After he got to Rawmarsh Hill, as it stated in the previous case, he drank some rum of a bottle, and became unconscious.

In reply to Mr Hickman, Day said he believed he was drugged. Somebody then took his watch and chain, his muffler and 28 shillings.

Thomas Weston, landlord of the Reresby Arms, Denaby, stated that about 1:30 on the morning of the second inst., he heard a noise and also voices in the yard adjoining his house. He looked through the window. He saw a horse and Hansom cab in the yard and some men and women.

He heard a voice say: “He is dead,” and another say: “He is not, he is stunned, whilst another said, “He’ll do no more talking in this world. While the people in the yard were trying to get the man into the cab, PC Midgley came up. There were two women in the yard, one of whom was rather small, and the other a big stout well built woman. The latter put foot on the driver step and reached up into the “dicky.”

Mary Elizabeth Meakin, who resides near the Reresby Arms, stated that on hearing the noise of the cab being brought into the yard she opened the front door of the house, which is about 3 yards from the public house. Witness and her mother went out to see what was the matter, and they saw the witness Day lying on the ground with his head bleeding.

A woman drove the cab up, and prisoner was the woman. While the constable and others were trying to get the man into the cab, the woman went round the back and took something from the seat that looked like a rug or an overcoat. Witness did not know the prisoner, she had never seen her before, as she did not know where she lived.

Jane Law, married woman, said she resided at number 6, Wadsworth Street, New Conisborough, which was next door to where the prisoner lived. Witness found one of the rugs and the closet seat.

PC Midgley deposed that when he arrested the prisoner and charged her she replied: “I never stole anything.” When witness went to prisoner’s house to investigate the matter she told him she had a rug upstairs, and would bring it down. He went to prisoner’s house about our past four or five in the morning. She said that when the cab had been taken away to the Swinton police station, she saw the rug lying on the road, and she picked it up and took it home with her.

Addressing the Bench for the defence, Mr Hickmott said his client had, along with her husband and son, been to a party at a friends house, and were returning home about 1 o’clock.

When they got nearer to Denaby village on the nearest side of the canal to Mexborough, they came across the Day with his horse and cab. The woman thought the man was dead. She said “There is a man here; there must be something wrong with him.” They got hold of Day, shook him but could not wake him. The husband noticed that the man was still breathing, and they decided to take him to the Reresby Arms. It was clear that they did so. If they wanted to rob they would have robbed him where they found him. The son went for the police. There was no suggestion that the woman, or a, of the sun took the watch and chain or any of the other articles and as for the cabman, he was going altogether this. He was on the road to Doncaster instead of going back to Sheffield’s.

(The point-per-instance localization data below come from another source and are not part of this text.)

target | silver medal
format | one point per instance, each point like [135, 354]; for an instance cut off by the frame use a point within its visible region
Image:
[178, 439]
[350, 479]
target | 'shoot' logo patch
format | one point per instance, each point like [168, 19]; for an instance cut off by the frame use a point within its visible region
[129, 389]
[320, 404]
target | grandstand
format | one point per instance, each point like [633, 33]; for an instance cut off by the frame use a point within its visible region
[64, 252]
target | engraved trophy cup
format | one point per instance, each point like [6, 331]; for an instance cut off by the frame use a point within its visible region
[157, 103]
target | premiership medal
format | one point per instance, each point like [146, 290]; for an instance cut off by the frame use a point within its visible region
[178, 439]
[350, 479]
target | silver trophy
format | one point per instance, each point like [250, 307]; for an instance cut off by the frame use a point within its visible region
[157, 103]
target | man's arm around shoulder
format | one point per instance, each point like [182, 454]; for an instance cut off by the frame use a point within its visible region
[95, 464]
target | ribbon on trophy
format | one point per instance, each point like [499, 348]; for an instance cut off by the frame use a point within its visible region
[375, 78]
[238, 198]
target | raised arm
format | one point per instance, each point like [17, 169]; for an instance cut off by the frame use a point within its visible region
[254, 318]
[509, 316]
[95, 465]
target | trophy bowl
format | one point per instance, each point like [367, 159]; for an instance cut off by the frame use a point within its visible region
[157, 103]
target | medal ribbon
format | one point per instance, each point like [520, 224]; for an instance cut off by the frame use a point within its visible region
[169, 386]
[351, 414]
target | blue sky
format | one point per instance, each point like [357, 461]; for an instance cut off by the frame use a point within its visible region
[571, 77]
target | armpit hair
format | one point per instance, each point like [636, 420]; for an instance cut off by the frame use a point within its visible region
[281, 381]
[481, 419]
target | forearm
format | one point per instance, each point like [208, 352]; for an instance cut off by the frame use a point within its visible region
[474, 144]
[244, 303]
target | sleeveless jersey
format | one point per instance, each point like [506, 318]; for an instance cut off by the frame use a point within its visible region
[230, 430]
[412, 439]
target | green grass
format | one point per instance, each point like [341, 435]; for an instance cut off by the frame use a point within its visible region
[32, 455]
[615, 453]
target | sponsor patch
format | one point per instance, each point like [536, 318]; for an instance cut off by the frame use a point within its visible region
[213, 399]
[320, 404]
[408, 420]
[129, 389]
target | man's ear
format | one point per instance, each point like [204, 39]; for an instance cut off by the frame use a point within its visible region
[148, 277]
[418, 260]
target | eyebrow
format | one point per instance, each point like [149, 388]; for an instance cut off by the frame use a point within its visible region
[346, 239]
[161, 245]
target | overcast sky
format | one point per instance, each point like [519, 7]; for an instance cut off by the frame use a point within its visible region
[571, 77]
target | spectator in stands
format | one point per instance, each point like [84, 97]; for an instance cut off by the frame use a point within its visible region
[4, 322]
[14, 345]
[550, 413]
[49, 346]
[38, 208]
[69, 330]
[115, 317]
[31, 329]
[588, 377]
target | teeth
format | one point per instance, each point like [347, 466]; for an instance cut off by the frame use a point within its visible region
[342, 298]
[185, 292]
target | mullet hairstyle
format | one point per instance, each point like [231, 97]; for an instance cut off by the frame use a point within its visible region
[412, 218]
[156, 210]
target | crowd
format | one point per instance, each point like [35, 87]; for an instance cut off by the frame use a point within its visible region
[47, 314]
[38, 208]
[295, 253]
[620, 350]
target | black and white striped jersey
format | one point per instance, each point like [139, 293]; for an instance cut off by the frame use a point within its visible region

With regard to the rug been found in the prisoner’s house, she said it was found there; that as the cab will be taken away to the police station, she saw the rug on the road, and picked it up and took it home. She could not be expected to take it the policeman’s house at that time in the morning; and when the policeman came at 5 a.m. she had not had time to take it back. When the officer came she told him the same story that he (Mr Hickmott) had been instructed to put forward for the defence. As for the statement she took something from the box of the cab in the yard of the Reresby Arms, it was strenuously denied, and there was no recognition.

The prisoner was a woman of means, and properly, and was altogether above committing such an action that was imputed to her. He had evidence to her good character. The reverent R.P. Roseveare , of Denaby, had written a letter stating that he knew Mrs Green, and he believed her to be a honest person.

John Kilner Bateson, general manager of the Conisborough Glass Works gave evidence as to character. He had known her for two years, and during that time she had often been employed at his house to do housework. She practically had the run of the house, and he believed her to be a honest woman in every way. He had come to the court voluntary to give evidence.

The Chairman: The court is not agreed upon it; I think we shall give her the benefit of the doubts. The prisoner was accordingly discharged.